Unterschiedlich wurden von den Parteien auch die Ereignisse beim Wertverlust und im Zusammenhang mit den Verkaufsbemühungen dargestellt. Die Bank offerierte, ihre Darstellung mit den verfügbaren Belegen zu dokumentieren. Der Ombudsman musste den Kunden auch darauf aufmerksam machen, dass die Überwachung des Depots und Dienstleistungen im Zusammenhang mit notleidenden Titeln nicht automatisch Bestandteil des von ihm behaupteten Beratungsverhältnisses gewesen wären. Diese hätten mit der Bank separat vereinbart werden müssen. Schliesslich teilte der Ombudsman die Ansicht der Bank, dass sich vorliegend ein gewöhnliches Anlagerisiko verwirklicht hatte, welches in der Regel vom Anleger getragen werden muss. Die asiatische Fluggesellschaft, welche den Sukuk herausgegeben hatte, geriet wegen der Covid-Pandemie in wirtschaftliche Schwierigkeiten und musste saniert werden, was zum Wertverlust der Anleihe führte.
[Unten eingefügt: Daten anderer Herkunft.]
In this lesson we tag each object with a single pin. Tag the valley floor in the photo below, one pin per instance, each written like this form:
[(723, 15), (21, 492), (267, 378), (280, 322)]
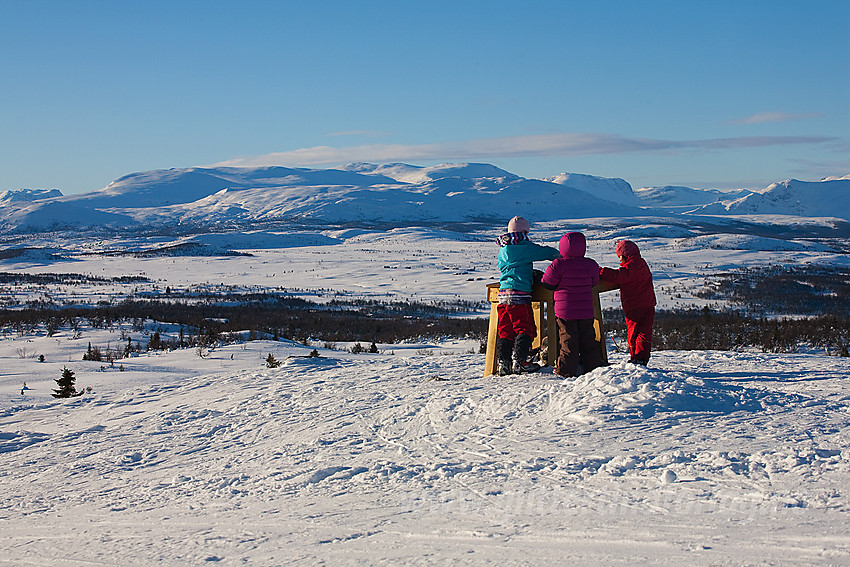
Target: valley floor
[(411, 456)]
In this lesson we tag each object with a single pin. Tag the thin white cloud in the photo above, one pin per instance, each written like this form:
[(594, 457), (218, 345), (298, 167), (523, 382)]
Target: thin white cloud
[(566, 144), (765, 117), (358, 133)]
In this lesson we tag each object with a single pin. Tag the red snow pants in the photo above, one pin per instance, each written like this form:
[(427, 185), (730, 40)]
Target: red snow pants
[(639, 332), (515, 320)]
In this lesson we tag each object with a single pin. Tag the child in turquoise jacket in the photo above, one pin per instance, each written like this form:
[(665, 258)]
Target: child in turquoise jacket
[(516, 329)]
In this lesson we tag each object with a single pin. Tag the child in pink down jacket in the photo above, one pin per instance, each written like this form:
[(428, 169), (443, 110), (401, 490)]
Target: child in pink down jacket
[(572, 277), (637, 296)]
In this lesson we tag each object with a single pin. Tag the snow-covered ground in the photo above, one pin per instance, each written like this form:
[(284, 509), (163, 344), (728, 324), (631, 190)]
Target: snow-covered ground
[(411, 456)]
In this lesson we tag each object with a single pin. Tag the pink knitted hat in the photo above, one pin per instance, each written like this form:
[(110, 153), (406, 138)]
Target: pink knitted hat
[(518, 224), (627, 248)]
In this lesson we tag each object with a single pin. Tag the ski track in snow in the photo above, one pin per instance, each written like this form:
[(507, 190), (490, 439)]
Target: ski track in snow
[(411, 456), (380, 459)]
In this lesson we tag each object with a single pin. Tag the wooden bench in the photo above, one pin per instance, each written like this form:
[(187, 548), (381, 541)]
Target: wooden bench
[(543, 306)]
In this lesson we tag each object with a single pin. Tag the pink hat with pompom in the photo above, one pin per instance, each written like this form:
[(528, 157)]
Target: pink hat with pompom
[(518, 224), (627, 248)]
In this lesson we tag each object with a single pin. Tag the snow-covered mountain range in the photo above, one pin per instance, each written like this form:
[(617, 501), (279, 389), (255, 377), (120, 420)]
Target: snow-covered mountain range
[(395, 194)]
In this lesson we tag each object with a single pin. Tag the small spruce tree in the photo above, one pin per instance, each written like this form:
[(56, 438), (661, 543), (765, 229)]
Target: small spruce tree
[(66, 385)]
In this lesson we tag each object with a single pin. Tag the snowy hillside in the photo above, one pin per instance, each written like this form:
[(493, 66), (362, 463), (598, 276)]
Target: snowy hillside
[(26, 195), (685, 198), (828, 198), (394, 193), (412, 457), (406, 456), (616, 190), (390, 195)]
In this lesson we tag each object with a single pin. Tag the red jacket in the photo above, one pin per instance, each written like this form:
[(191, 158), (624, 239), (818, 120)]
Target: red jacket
[(635, 282)]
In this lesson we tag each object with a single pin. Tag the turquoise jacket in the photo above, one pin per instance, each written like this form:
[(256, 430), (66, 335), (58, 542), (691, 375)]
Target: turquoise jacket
[(515, 263)]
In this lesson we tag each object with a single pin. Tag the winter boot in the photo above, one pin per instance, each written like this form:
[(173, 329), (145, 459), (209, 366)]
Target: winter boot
[(504, 352), (523, 355)]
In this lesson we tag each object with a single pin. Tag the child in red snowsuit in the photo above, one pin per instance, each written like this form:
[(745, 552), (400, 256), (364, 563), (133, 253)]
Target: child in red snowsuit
[(637, 296)]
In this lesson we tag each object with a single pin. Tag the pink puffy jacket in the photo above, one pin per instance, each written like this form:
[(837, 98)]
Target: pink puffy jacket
[(572, 277)]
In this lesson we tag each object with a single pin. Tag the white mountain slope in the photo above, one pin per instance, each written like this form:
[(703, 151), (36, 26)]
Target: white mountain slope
[(610, 189), (678, 196), (828, 198), (200, 196), (26, 195), (396, 194)]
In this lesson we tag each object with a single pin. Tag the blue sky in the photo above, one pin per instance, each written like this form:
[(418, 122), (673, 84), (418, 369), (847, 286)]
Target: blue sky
[(718, 94)]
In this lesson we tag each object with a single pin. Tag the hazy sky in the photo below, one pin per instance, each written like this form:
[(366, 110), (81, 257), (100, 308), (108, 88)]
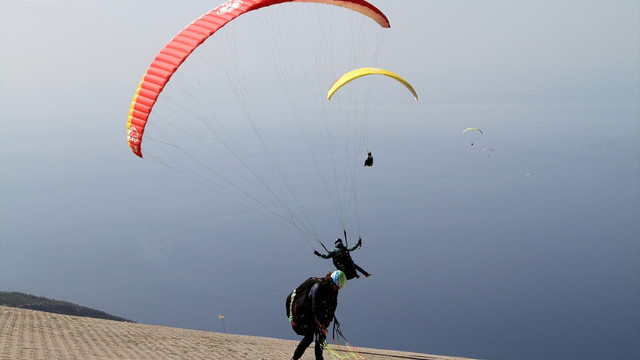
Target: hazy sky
[(531, 253)]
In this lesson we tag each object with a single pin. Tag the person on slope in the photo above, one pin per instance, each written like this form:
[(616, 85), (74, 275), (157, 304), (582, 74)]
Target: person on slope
[(369, 160), (315, 313), (342, 259)]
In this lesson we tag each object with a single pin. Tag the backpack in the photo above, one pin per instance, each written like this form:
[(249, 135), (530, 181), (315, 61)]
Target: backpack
[(298, 304), (342, 261)]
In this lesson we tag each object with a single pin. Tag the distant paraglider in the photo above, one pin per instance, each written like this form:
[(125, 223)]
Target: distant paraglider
[(354, 74), (369, 160)]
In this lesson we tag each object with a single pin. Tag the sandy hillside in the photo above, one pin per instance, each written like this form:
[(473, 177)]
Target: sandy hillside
[(28, 334)]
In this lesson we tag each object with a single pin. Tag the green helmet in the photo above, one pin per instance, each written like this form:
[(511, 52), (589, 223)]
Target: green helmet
[(339, 278)]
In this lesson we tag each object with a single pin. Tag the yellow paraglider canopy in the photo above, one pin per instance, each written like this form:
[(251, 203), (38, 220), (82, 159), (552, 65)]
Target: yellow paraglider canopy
[(354, 74)]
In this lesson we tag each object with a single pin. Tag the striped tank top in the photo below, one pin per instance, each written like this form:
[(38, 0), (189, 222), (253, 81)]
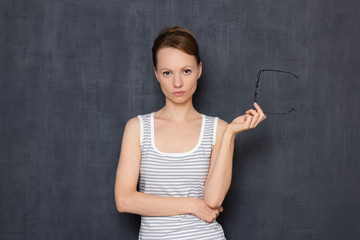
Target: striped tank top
[(176, 175)]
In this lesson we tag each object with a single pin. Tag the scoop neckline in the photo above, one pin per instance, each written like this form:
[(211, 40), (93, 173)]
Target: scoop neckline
[(178, 153)]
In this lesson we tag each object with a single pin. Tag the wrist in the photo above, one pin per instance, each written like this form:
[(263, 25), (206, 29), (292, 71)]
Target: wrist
[(229, 133), (192, 205)]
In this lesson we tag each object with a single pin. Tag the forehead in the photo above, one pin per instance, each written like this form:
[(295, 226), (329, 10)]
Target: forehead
[(169, 57)]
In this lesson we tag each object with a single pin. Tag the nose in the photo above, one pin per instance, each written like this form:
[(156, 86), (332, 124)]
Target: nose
[(178, 81)]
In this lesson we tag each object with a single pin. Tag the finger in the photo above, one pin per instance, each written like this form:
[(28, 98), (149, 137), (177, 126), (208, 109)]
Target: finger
[(255, 118), (248, 121), (260, 111), (258, 108)]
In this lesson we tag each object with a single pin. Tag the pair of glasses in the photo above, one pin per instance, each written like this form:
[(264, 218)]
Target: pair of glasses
[(257, 87)]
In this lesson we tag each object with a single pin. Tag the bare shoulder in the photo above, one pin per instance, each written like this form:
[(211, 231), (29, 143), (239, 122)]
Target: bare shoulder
[(132, 129), (221, 126), (133, 123)]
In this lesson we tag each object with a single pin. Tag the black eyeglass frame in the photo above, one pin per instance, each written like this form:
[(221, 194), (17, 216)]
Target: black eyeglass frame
[(257, 86)]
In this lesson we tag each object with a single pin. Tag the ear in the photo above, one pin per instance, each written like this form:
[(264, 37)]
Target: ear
[(156, 74), (200, 69)]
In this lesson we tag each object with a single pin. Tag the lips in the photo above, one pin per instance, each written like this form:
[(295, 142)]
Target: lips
[(179, 93)]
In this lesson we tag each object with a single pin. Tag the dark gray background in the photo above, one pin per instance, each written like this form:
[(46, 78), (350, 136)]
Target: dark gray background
[(73, 72)]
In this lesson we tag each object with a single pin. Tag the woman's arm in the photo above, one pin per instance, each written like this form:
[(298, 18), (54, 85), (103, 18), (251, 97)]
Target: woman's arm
[(219, 177), (128, 199)]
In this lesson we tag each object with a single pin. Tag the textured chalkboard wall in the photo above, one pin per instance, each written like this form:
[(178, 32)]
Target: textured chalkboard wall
[(73, 72)]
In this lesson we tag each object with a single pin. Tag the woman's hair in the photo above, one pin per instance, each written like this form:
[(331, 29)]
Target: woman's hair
[(176, 37)]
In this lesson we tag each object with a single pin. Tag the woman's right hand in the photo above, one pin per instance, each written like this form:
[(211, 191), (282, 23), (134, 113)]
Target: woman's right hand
[(204, 212)]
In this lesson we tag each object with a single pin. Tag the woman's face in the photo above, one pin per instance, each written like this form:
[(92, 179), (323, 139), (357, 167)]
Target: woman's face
[(177, 72)]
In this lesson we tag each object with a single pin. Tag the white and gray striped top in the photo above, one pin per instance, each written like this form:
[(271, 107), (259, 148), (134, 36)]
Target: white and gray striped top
[(176, 175)]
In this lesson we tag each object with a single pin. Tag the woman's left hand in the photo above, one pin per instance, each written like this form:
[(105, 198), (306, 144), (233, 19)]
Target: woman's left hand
[(249, 120)]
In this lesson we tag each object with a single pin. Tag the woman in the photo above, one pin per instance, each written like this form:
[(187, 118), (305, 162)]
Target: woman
[(183, 158)]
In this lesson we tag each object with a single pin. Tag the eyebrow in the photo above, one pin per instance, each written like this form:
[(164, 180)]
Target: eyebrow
[(187, 66)]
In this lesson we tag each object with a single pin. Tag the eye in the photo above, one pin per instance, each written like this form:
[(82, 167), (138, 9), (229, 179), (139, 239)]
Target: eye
[(187, 71), (166, 74)]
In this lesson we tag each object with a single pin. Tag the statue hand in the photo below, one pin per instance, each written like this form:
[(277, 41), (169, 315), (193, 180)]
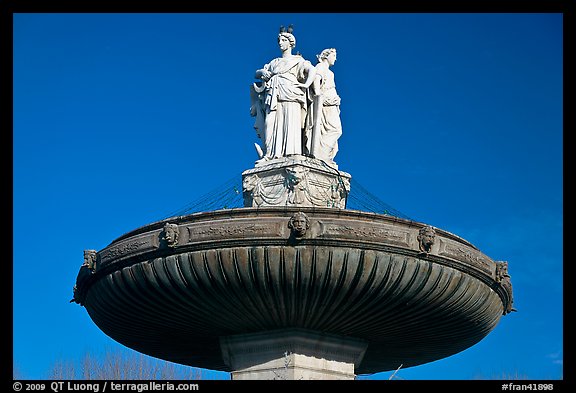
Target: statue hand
[(266, 75)]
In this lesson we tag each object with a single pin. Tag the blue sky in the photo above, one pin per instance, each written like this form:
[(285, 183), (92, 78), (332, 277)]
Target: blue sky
[(453, 119)]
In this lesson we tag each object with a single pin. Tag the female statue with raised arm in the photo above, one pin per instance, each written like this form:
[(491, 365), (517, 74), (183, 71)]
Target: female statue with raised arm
[(280, 103), (323, 125)]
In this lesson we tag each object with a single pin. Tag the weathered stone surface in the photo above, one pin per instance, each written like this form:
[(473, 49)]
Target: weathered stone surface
[(243, 271), (295, 181), (292, 354)]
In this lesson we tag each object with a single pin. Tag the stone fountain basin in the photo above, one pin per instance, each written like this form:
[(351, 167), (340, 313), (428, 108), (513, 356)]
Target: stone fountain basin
[(237, 271)]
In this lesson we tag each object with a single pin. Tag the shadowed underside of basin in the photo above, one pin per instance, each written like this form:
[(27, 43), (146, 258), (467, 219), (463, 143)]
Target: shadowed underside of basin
[(243, 271)]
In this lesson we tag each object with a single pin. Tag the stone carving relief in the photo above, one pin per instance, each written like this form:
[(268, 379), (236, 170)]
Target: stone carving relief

Dieses Ereignis betraf die gesamte Anlegergemeinde und war zum Zeitpunkt des Erwerbs der Anleihe im Jahr 2017 nicht vorhersehbar.
Angesichts dieser Umstände und der konsequent vertretenen Weigerung der Bank, dem Kunden eine Entschädigung zu leisten, musste der Ombudsman den Fall mit einem erläuternden Bescheid abschliessen. Der Kunde kam nach einiger Zeit auf den Ombudsman zurück und erklärte, der Bescheid sei für ihn unausgewogen und einseitig. Er verlangte eine Neubeurteilung des Falles. Er bestätigte die Darstellung der Bank, dass er während vielen Jahren in leitenden Positionen bei grossen Finanzinstituten tätig war, präzisierte aber, dass er nicht im Anlagebereich tätig gewesen sei. Der Ombudsman teilte ihm mit, dass die zusätzlichen Informationen am Schlussbescheid nichts ändern würden und der Fall nicht wieder aufgenommen wird.